On December 9, 2016, the Burlington County Institute of Technology (BCIT) quietly paid $65,000 to settle a former African-American student’s lawsuit which claimed that he was repeatedly racially harassed by other students and that school officials took no corrective action.
In his suit, Venice Samuel, III of Willingboro, who was a minor at the time the suit was filed but an adult at the time it was settled, claimed that he suffered several incidents of racial harassment during his junior and senior years at the BCIT’s Medford Campus. Samuel claimed that he was repeatedly called a n****r during October 2012 by a student identified in the lawsuit only as “D.D.” He said that Assistant Principal Michael Parker failed to take any action after receiving Samuel’s complaints.
Similarly, Samuel claimed that Principal Frank Ranelli and Assistant Principals Heidi Bouchard and Fred Aiken failed to take meaningful action after D.D. and four other students wore T-shirts with Confederate flags on them in November 2012 and a white student identified only as “A.P.” spit a piece of gum at him in December 2012. Samuel and his mother claimed that when they reported the harassment to Superintendent Donald Lucas, Lucas also took no action and instead recommended that Samuel attend anger management classes.
Samuel claimed that the harassment continued through his senior year during which students would make “racist jokes in which African-Americans were the punchline” and which referred to African-Americans liking chicken and Kool-Aid.
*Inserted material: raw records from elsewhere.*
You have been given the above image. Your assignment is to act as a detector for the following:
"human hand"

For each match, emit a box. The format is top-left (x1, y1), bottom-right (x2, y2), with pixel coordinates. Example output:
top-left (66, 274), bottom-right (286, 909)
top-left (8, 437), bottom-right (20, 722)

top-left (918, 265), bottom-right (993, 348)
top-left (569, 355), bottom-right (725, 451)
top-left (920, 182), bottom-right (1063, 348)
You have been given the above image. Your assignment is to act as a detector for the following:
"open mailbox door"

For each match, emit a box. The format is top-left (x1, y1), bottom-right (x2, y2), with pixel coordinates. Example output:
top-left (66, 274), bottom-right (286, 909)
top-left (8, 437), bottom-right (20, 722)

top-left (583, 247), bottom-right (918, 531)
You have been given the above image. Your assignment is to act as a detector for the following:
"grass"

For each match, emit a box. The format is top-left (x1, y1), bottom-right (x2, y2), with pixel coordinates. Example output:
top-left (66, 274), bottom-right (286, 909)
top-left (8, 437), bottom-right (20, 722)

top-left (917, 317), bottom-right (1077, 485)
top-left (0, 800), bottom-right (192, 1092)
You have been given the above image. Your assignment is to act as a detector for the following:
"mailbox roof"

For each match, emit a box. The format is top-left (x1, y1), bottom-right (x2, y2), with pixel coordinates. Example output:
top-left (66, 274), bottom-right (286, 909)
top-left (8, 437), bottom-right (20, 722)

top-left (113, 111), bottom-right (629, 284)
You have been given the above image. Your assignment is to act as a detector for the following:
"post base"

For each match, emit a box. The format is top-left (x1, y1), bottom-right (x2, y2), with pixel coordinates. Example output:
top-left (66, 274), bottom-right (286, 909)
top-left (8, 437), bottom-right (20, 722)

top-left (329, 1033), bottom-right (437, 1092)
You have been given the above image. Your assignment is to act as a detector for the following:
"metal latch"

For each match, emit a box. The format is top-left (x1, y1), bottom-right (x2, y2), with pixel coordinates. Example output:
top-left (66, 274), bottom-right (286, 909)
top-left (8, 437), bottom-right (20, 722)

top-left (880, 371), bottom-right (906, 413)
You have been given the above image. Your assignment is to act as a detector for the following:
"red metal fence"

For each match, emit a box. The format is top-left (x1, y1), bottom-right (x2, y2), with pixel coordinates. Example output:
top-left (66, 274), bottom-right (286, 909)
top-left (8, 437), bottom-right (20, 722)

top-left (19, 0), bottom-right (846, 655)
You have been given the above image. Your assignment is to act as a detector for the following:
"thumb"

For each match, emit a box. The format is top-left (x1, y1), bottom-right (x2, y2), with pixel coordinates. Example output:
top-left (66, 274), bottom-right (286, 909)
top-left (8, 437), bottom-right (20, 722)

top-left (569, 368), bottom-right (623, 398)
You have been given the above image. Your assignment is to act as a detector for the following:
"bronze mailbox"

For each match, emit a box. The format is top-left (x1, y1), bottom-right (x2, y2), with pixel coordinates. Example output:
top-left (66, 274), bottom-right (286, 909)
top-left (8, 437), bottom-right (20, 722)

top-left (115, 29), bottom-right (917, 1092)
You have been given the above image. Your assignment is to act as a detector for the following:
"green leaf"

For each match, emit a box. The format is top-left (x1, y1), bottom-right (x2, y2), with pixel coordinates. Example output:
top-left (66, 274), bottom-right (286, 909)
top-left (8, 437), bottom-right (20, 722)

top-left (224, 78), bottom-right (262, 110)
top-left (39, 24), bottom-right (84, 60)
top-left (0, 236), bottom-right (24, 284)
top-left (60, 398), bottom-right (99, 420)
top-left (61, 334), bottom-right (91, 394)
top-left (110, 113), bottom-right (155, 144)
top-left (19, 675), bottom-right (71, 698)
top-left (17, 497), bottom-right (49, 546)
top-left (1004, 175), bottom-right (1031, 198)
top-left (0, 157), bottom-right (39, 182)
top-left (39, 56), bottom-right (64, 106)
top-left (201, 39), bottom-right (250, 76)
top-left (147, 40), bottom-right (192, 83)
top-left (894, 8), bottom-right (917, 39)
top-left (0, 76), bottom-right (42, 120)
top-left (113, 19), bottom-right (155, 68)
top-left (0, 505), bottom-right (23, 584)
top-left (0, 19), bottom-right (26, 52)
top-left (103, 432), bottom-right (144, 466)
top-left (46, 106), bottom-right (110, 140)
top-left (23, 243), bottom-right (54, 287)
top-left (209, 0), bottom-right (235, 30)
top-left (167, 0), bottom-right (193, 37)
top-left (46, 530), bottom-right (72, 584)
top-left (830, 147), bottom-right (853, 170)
Again, school officials allegedly took no meaningful action in response to Samuel’s complaints.
The case is captioned V.S. v. Burlington Township Institute of Technology, et al, New Jersey Superior Court Docket No. BUR-L-2319-14 and Samuel’s attorney was Kevin M. Costello of Mount Laurel. Case documents are on-line here.
The settlement agreement contains a confidentiality clause, which prevents the parties to the suit from publicly disclosing the settlement terms. Fortunately, however, these confidentiality clauses do not trump the public’s right to obtain copies of settlement agreements that arise out of lawsuits in which a government agency or official is a defendant.
None of Samuel’s allegations have been proven or disproven in court. Settlement agreements typically state that payment does not constitute an admission of wrongdoing by any of the defendants. All that is known for sure is that BCIT or its insurer, for whatever reason, decided that it would rather pay Samuel $65,000 than take the matter to trial. Perhaps the defendants’ decision to settle was done to save further legal expense and the costs of trying what were in fact exaggerated or meritless claims. Or, perhaps the claims were true and the defendants wanted to avoid being embarrassed at trial. This is the problem when cases settle before trial–it is impossible to know the truth of what really happened.